18111 Von Karman Avenue, Suite 800
Irvine, California 92612
ADDITIONAL INFORMATION REGARDING THE ANNUAL MEETING OF SHAREHOLDERS TO
BE HELD AUGUST 18, 2020
The following supplements the proxy statement for the 2020 Annual Meeting of Stockholders (the Proxy Statement) of NextGen Healthcare, Inc., a California corporation (the Company), to be held on August 18, 2020 (the Meeting), filed with the Securities and Exchange Commission (the SEC) on July 7, 2020.
James C. Malone resigned from the Audit and Compensation Committees of the Companys board of directors (the Board) on July 29, 2020 because Mr. Malone does not qualify as an Independent Director under The Nasdaq Stock Market (Nasdaq) Rule 5605(a)(2)(F) due to his sons promotion to partner at PricewaterhouseCoopers LLP (PwC) on July 1, 2020. PwC serves as the Companys independent registered public accounting firm. On July 29, 2020, the Board accepted the resignation of Mr. Malone from the Audit and Compensation Committees. Mr. Malone remains a member of the Board, but in a non-independent capacity and with no committee memberships.
The Board appointed Julie Klapstein as a member of the Audit Committee on July 29, 2020, following the resignation of Mr.
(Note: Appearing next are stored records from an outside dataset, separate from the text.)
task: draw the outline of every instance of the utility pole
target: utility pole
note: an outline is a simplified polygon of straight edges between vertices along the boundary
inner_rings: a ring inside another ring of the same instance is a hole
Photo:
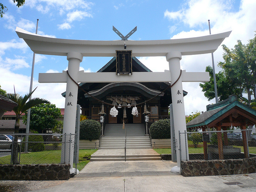
[[[210,34],[211,34],[211,27],[210,26],[210,20],[208,20],[209,24],[209,31],[210,31]],[[212,71],[213,72],[213,82],[214,84],[214,92],[215,93],[215,101],[216,103],[218,102],[218,93],[217,92],[217,84],[216,83],[216,76],[215,76],[215,67],[214,66],[214,60],[213,58],[213,53],[212,53]]]
[[[37,19],[37,22],[36,22],[36,34],[37,34],[37,28],[38,26],[38,20],[39,20]],[[35,53],[33,54],[33,62],[32,62],[32,69],[31,70],[31,78],[30,79],[30,86],[29,89],[29,93],[32,92],[32,87],[33,86],[33,78],[34,78],[34,67],[35,65]],[[31,99],[32,96],[28,99],[28,100],[30,101]],[[26,128],[26,133],[28,134],[29,132],[29,124],[30,122],[30,111],[31,109],[28,109],[28,115],[27,116],[27,126]],[[28,136],[26,136],[25,139],[26,143],[25,144],[24,151],[25,152],[28,152]]]

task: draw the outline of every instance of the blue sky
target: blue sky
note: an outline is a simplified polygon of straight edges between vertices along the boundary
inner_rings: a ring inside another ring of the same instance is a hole
[[[24,95],[29,91],[33,52],[15,32],[18,26],[38,34],[70,39],[113,40],[120,39],[112,30],[114,26],[125,36],[135,26],[137,30],[130,40],[182,38],[215,34],[232,30],[223,44],[232,48],[238,40],[244,44],[254,38],[256,31],[256,1],[251,0],[150,0],[117,1],[26,0],[18,8],[12,0],[2,2],[8,10],[0,18],[0,85],[8,92]],[[217,63],[222,61],[221,46],[214,53]],[[96,72],[112,58],[84,57],[80,66],[86,72]],[[163,57],[138,58],[153,71],[168,70]],[[187,72],[204,72],[212,66],[211,54],[183,56],[181,68]],[[49,100],[64,108],[65,84],[40,84],[39,73],[61,72],[66,70],[66,57],[36,55],[33,97]],[[199,83],[183,83],[188,92],[184,97],[186,114],[206,110],[215,103],[204,97]]]

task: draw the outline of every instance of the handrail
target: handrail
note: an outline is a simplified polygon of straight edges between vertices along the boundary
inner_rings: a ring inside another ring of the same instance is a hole
[[[152,146],[152,142],[151,141],[151,134],[150,134],[150,129],[148,129],[148,132],[149,133],[149,138],[150,138],[150,145]]]
[[[124,161],[126,161],[126,127],[125,127],[125,141],[124,142]]]

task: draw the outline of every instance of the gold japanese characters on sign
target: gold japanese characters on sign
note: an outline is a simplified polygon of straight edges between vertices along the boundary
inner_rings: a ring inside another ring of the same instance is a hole
[[[116,75],[132,75],[132,50],[116,51]]]

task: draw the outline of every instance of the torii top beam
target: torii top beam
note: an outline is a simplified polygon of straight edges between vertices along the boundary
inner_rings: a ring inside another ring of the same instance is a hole
[[[84,56],[114,57],[116,50],[132,50],[132,56],[166,56],[179,52],[182,55],[214,52],[231,31],[199,37],[144,41],[73,40],[46,37],[17,27],[16,32],[35,53],[67,56],[68,53],[81,53]]]

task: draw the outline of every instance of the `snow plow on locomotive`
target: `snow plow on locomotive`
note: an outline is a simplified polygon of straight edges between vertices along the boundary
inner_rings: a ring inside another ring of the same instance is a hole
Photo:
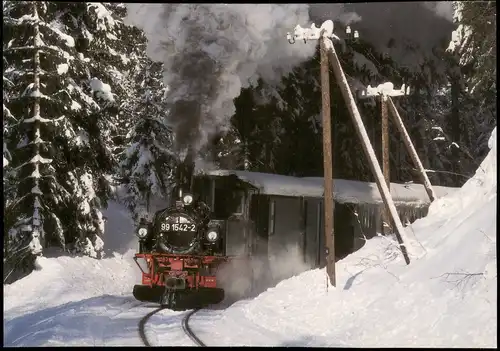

Malone from the Audit Committee. The Board, along with the Nominating and Governance Committee, determined that Ms. Klapstein is independent under Nasdaq Rule 5605(a)(2) and Rule 10A-3(b)(1) under the Securities Exchange Act of 1934, as amended, and satisfies the applicable Nasdaq rules for audit committee membership.
The Board appointed Morris Panner as a member of the Compensation Committee, effective on July 29, 2020, following the resignation of Mr. Malone from the Compensation Committee. The Board, along with the Nominating and Governance Committee, determined that Mr. Panner is independent under Nasdaq Rule 5605(a)(2), including consideration of the additional factors relevant for compensation committee members, and satisfies the applicable Nasdaq rules for compensation committee membership.
Based on the definitions of independence established by SEC and Nasdaq rules and regulations and guidelines established in the Companys Bylaws (collectively, the Independence Rules), and the determinations of the Companys Nominating and Governance Committee and the Board, all of the Companys directors, other than John Rusty Frantz and Mr. Malone, are independent. The Companys Audit, Compensation and Nominating and Governance Committees are comprised entirely of independent directors under the applicable Independence Rules.